National Institute of Health Research, Bhubaneswar
- Established: 29 March 1981 (45 years ago)
- Field of research: Medical research
- Director: Sanghamitra Pati
- Location: Bhubaneswar, Odisha, India 20°19′00″N 85°49′10″E﻿ / ﻿20.3166°N 85.8195°E
- Campus: NALCO Nagar, Chandrasekharpur
- Nickname: NIHR, Bhubaneswar
- Affiliations: Academy of Scientific and Innovative Research
- Operating agency: Indian Council of Medical Research
- Website: www.rmrcbbsr.gov.in

= National Institute of Health Research, Bhubaneswar =

National Institute of Health Research, Bhubaneswar Or NIHR, Bhubaneswar (also known as ICMR-NIHR, Bhubaneswar) is an organization in the field of medical research, established in Bhubaneswar, Odisha, India.
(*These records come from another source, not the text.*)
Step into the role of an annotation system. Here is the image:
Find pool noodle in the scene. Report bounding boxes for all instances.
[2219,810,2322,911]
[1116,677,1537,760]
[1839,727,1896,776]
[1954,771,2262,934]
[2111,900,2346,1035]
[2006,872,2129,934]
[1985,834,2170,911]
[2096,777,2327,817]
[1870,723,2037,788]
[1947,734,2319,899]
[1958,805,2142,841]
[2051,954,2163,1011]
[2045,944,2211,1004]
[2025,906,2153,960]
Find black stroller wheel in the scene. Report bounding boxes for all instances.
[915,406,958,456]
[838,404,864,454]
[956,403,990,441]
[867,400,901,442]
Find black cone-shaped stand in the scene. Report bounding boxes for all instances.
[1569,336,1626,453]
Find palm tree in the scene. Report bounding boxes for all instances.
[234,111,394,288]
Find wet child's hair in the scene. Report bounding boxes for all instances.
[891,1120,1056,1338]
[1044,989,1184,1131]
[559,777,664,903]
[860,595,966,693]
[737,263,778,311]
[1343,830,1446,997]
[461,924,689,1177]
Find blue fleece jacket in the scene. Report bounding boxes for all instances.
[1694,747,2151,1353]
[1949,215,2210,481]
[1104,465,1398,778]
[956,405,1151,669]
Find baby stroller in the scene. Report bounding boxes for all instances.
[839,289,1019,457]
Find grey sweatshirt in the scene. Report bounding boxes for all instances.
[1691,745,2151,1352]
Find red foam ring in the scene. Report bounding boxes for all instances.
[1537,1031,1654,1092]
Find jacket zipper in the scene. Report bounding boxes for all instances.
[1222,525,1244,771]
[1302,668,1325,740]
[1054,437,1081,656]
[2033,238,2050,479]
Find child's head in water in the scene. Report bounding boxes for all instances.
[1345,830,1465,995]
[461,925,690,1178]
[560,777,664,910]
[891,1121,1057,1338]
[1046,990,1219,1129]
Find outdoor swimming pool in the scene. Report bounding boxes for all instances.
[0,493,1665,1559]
It was established in 1981 by the Indian Council of Medical Research (ICMR), New Delhi. The main focus area of research of the institute is on locally prevailing communicable and non-communicable diseases, tribal health and malnutrition in Odisha and adjoining states. It has Sanhamitra Pati as Director.

In January 2023, Mansukh Mandaviya, Union Minister for Health and Family Welfare, inaugurated the annex building of the institute also laid the foundation stone for the School of Public Health and a Biosafety Level 3 (BSL-3) Laboratory at the same facility.